F. Metode Pengumpulan Data

Teknik pengumpulan data merupakan cara yang dilakukan peneliti

untuk mengungkapkan atau menjaring informasi kuantitatif dari responden

sesuai lingkup penelitian yang biasa digunakan, sebagai berikut

(Wiratna,2019:93-95):

1. Tes

Data dalam penelitian dibagi menjadi 3 yaitu fakta, pendapat, dan

kemampuan. Instrumen tes digunakan untuk mengukur ada atau tidaknya

serta besarnya kemampuan objek yang kita teliti. Tes dapat digunakan

untuk mengukur kemampuan dasar maupun pencapaian atau prestasi

misalnya tes IQ, minat, bakat, khusus dan sebagainya.

2. Wawancara

Wawancara adalah salah satu instrumen yang digunakan untuk menggali

data secara lisan. Hal ini haruslah dilakukan secara mendalam agar kita

mendapatkan data yang valid dan detail.

3. Observasi

Observasi adalah pengamatan dan pencatatan secara sistematik terhadap

gejala yang tampak pada objek penelitian.

4. Kuesioner
38

Kuisioner merupakan teknik pengumpulan data yang dilakukan dengan

cara memberi sepakat pertanyaan atau pertanyaan tertulis kepada para

responden untuk dijawab. Kuesioner merupakan instrumen pengumpulan

data yang efisien bila peneliti tahu dengan pasti variabel yang akan diukur

dan tahu apa yang bisa diharapkan dari para responden.

5. Survei

Survei lebih banyak lagi digunakan untuk pemecahan masalah-masalah

yang berkaitan dengan perumusan kebijakan dan bukan untuk

pengembangan. Oleh karena itu survei tidak digunakan untuk menguji

suatu hipotesis. Maka aneh apabila penelitian yang ada hipotesisnya tetapi

menggunakan instrumen survei.

6. Analisis Dokumen

Analisis dokumen lebih mengarah pada bukti konkret. Dengan instrumen

ini, kita diajak untuk menganalisis isi dari dokumen-dokumen yang dapat

mendukung peneliti.

Penelitian ini menggunakan metode utama menggunakan kuisioner,

Kuisioner yakni dilakukan dengan memberi seperangkat pertanyaan

kepada Wajib pajak yang terdaftar pada KPP Pratama Ilir Barat kota

Palembang.

G. Analisis Data dan Teknik Analisis

1. Analisis Data

Analisis data dalam penelitian dapat dikelompokkan menjadi 2 (dua),

yaitu :(Wiratna,2019:11-12):

a. Analisis Kualitatif
39

Analisis kualitatif adalah metode analisis penelitian yang

menghasilkan penemuan-penemuan yang tidak dapat dicapai dengan

menggunakan prosedur-prosedur statistik atau cara-cara lain dari

kuantitatif (pengukuran). Penelitian kualitatif secara umum dapat

digunakan untuk penelitian tentang kehidupan masyarakat, sejarah,

tingkah laku, fungsionalisasi organisasi, aktivitas sosial dan lain-lain.

b. Analisis Kuantitatif

Analisis kuantitatif adalah metode analisis penelitian yang

menghasilkan penemuan-penemuan yang dapat dicapai dengan

menggunakan prosedur statistik atau cara-cara lain dari kuantitatif

(pengukuran).

Metode analisis data yang digunakan dalam penelitian ini adalah

analisis data kuantitatif. Analisis kuantitatif dilakukan dengan

menggunakan pengujian statistik dari hasil kuesioner.
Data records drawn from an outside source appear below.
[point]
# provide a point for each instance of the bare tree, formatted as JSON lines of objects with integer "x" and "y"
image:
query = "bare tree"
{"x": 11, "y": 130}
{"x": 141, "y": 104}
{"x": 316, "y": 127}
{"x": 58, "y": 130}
Menurut Sugiyono (2017:134-141) berbagai skala sikap yang dapat

digunakan untuk penelitian adminstrasi, pendidikan, dan sosial antara

lain yaitu:

1) Skala Likert

Skala likert digunakan untuk mengukur sikap, pendapat dan persepsi

seseorang atau sekelompok orang tentang fenomena sosial.

2) Skala Guttman

Skala pengukuran dengan tipe ini , akan didapat jawaban yang tegas

yaitu ya-tidak; benar-salah; pernah-tidak pernah; positif-negatif dan

lain-lain.
40

3) Semantic Defferensial

Skala pengukuran yang berbentuk semantic defferensial di

kembangkan oleh Osgood. Skala ini juga digunakan untuk mengukur

sikap, hanya bentuknya tidak pilihan ganda maupun checklist, tetapi

tersusun dalam satu garis kontinum yang jawaban “ sangat

positifnya” terletak di bagian kanan garis, dan jawaban yang “sangat

negatif” terletak di bagian kiri garis, atau sebaliknya.

4) Ratting Scale

Dari ke tiga skala pengukuran seperti yang telah dikemukakan, data

yang diperoleh semuanya adalah data kualitatif yang kemudian

dikuantitatifkan. Tetapi dengan rating-scale data mentah yang

diperoleh berupa angka kemudian ditafsirkan dalam pengertian

kualitatif.

Keempat jenis skala tersebut bila digunakan dalam pengukuran,

akan mendapatkan data interval atau rasio. Hal ini tergantung pada bidang

yang akan diukur. Pada penelitian ini skala yang digunakan adalah skala

likert. Skala likert digunakan untuk mengukur sikap, pendapat, dan

persepsi seseorang atau sekelompok orang tentang fenomena sosial.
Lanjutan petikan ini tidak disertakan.